The Journal article went on to deliver one of our favorite quotes of all time, “In a brochure distributed at Merrill’s annual meeting this year, it states: ‘You may think of your mortgage as a way to buy a house. At Merrill Lynch, we see it as way to build your wealth’.” So let’s think about this for a minute – the way to get rich is to take on debt? Then take those proceeds from levering up and speculate on overpriced (likely tech) stocks?


It appears that only a collapsing dollar (and the subsequent much higher rates that it will spawn) will kill the average American’s appetite to live beyond his means. Like a moth to a flame, the U.S. consumer cannot stop himself from spending and will behave rationally only when market forces dictate that he must. The most severe consumer recession since the Great Depression will likely accompany a monumental collapse in housing and autos not to mention a significant weakening throughout the economy. A perfect storm is brewing and we find it laughable that many in press talk positively about the weakening dollar given the chain reaction it is likely to set off. The idea that a country can stem its currency decline anytime it wants when it has such massive imbalances like the U.S. is ludicrous.

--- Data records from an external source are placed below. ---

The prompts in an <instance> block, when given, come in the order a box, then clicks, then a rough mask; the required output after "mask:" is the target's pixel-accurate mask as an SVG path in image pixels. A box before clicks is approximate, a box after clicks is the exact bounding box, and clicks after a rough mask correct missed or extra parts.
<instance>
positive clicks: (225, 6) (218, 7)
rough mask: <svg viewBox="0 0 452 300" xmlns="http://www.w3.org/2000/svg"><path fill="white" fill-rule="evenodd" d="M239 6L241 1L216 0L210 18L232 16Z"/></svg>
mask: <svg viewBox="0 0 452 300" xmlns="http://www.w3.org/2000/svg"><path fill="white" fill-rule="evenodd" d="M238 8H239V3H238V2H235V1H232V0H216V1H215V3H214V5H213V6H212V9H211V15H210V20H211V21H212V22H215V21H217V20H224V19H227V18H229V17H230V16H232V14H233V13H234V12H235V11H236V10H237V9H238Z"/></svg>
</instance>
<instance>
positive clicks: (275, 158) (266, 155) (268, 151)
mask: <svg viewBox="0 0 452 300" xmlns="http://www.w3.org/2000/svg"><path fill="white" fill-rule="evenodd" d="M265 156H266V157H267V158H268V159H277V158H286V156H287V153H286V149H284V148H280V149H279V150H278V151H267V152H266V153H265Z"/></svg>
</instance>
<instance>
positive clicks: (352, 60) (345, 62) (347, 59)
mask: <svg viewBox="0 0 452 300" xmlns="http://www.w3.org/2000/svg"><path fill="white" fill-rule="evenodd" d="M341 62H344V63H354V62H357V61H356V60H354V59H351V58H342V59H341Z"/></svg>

Likewise, a weakening dollar and the current account deficit are not the self-healing miracles that most economists would have you believe. So far we have really only seen a correction in non-Asian currencies. The largest imbalances are with our Asian trading partners and stem from our insatiable appetite for their low cost goods. A fifteen, thirty, or even fifty percent decline in the U.S. dollar will not be enough to make us competitive with labor costs that our often 1/10th of what we can offer domestically. Only by a dramatic pull-back in U.S. consumption of Asian goods (resulting from the U.S. consumer being forced to fix his debt-laden balance sheet in the midst of higher rates) will the consumption imbalances begin to correct themselves. Santa’s gift for Christmas may come in the form of massive dollar devaluation. Our readers are aware of this and many have been wise enough to keep their savings in something other than dollars."
 
Quote from onewaypockets:

"Home (equity) For The Holidays

Likewise, a weakening dollar and the current account deficit are not the self-healing miracles that most economists would have you believe. So far we have really only seen a correction in non-Asian currencies. The largest imbalances are with our Asian trading partners and stem from our insatiable appetite for their low cost goods. A fifteen, thirty, or even fifty percent decline in the U.S. dollar will not be enough to make us competitive with labor costs that our often 1/10th of what we can offer domestically. Only by a dramatic pull-back in U.S. consumption of Asian goods (resulting from the U.S. consumer being forced to fix his debt-laden balance sheet in the midst of higher rates) will the consumption imbalances begin to correct themselves. Santa’s gift for Christmas may come in the form of massive dollar devaluation. Our readers are aware of this and many have been wise enough to keep their savings in something other than dollars."

Like a lot of discussion on this thread: the thesis may be right but the conclusion is wrong. If I believed that a massive dollar devaluation lies ahead than I want to be a massive borrower today as I can payback to-morrow with cheaper dollars. What will burst the asset bubble is not dollar weakness or even the perhaps correspondingly higher interest rates, but dollar strength. Home owners would be beneficiaries of a dollar collapse. If you had Argentinean type currency problems in the U.S. (which will never happen) then a studio apartment would sell for 7 million dollars. Of course your monthly electric bill might be 100k too. But the point is being long dollar denominated assets and leveraged to the hilt is MUCH preferable to being merely long cash.